As the condemnees progress from each stage to the next, their entourage grows. Here in the Press-Yard there must be two score men, mostly gaolers with cudgels, but a few constables as well. Jack’s beginning to see blunderbusses. A sort of corridor is formed, tending to funnel them straight to the big cart. The other prisoners clamber up and sit down, using coffin-lids as benches. Jack is directed to his wheelless land-barge, which has a plank to sit on, but no coffin; by the end of the day, a coffin, or indeed any other container, will be quite wasted on him.

Mr. Ketch, who is nothing if not organized, opens one of the several lockers on his supply-wagon, and pulls out several lengths of rope. Each of them has a hangman’s noose in one end. He tosses all but one of them into the big cart, then circles around to the rear where he addresses Jack.

“It’s a fine one, eh?” he exclaims, holding up the noose.

“If you were not wearing a black hood you’d be glowing with pride, Mr. Ketch. But I do not know why.”

“This rope I got from a pirate-captain I hanged last year.”

“He supplied his own rope?”

“Indeed. A hawser, he called it. Look at the thickness of it.”

“He wanted to be sure the rope would not break? That seems very odd to me.”

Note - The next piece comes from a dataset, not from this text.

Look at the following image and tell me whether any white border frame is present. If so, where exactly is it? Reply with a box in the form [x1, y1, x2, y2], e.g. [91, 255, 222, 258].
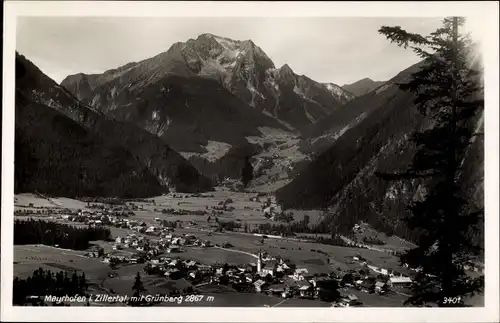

“No, no, I’ll show you!” And Ketch steps round to Shaftoe’s left side and fits the noose over the latter’s head. The rope is so thick and stiff, the noose so tight, that it can barely close around Shaftoe’s throat. But the knot lodges under his left ear like a great bony fist. “Feel that leverage—now you’ll take my meaning, sir!” Ketch says, pulling up once or twice on the loose end of the rope. Each time he does, the knot, bearing on the heel of Shaftoe’s skull, crowbars his entire head forward and to one side. “And look at the length of it!” Shaftoe turns to see that Ketch has retreated to a distance of some two fathoms, but still has not run out of rope. “With this I can give you a drop such as few men are afforded, Mr. Shaftoe, very few. By the time you get to the end of this rope you’ll be moving as fast as a cannonball. You’ll be smoking a pipe in Heaven long before I chop off your testicles and shovel your guts out; and the quartering will mean as little to you, as coffin-worms to a dead bishop.”

“You are a princely fellow, Mr. Ketch, and Betty is fortunate to have you.”

“Mr. Shaftoe,” says Jack Ketch in a lower voice, stepping up very close to him now, and absent-mindedly wrapping the loose rope into a neat coil, “I shan’t have leisure to exchange words with you again, until we are standing beneath the Tree. For I’ve other prisoners to tend to, as you can see, and the journey to Tyburn promises to be, er…”

“Festive?”

“I was going to say ‘eventful,’ not wanting to show disrespect. I’ll be in the cart. We shall not be able to hear each other. Since you’re facing backwards, we shall not be able to
see
each other. Even when we are face to face beneath the Tree, the noise will be such that we’ll not be able to exchange a word, though we scream in each other’s ears. So I say to you now, sir, thank you! Thank you! And know that you shall feel less pain today than a man who bangs his head on a door-frame in a dark room.”

“In the way of pain, I ask for nothing more nor less than what I deserve,” says Shaftoe, “and I shall entrust you, Mr. Ketch, with that determination.”

“And I shall prove worthy of that trust sir! Farewell!” says Jack Ketch.
He turns his back on Shaftoe as if he’s afraid he might cry again. He straightens his back, works on his composure, smooths down his hood, and steps up into the cart, where he has other clients waiting.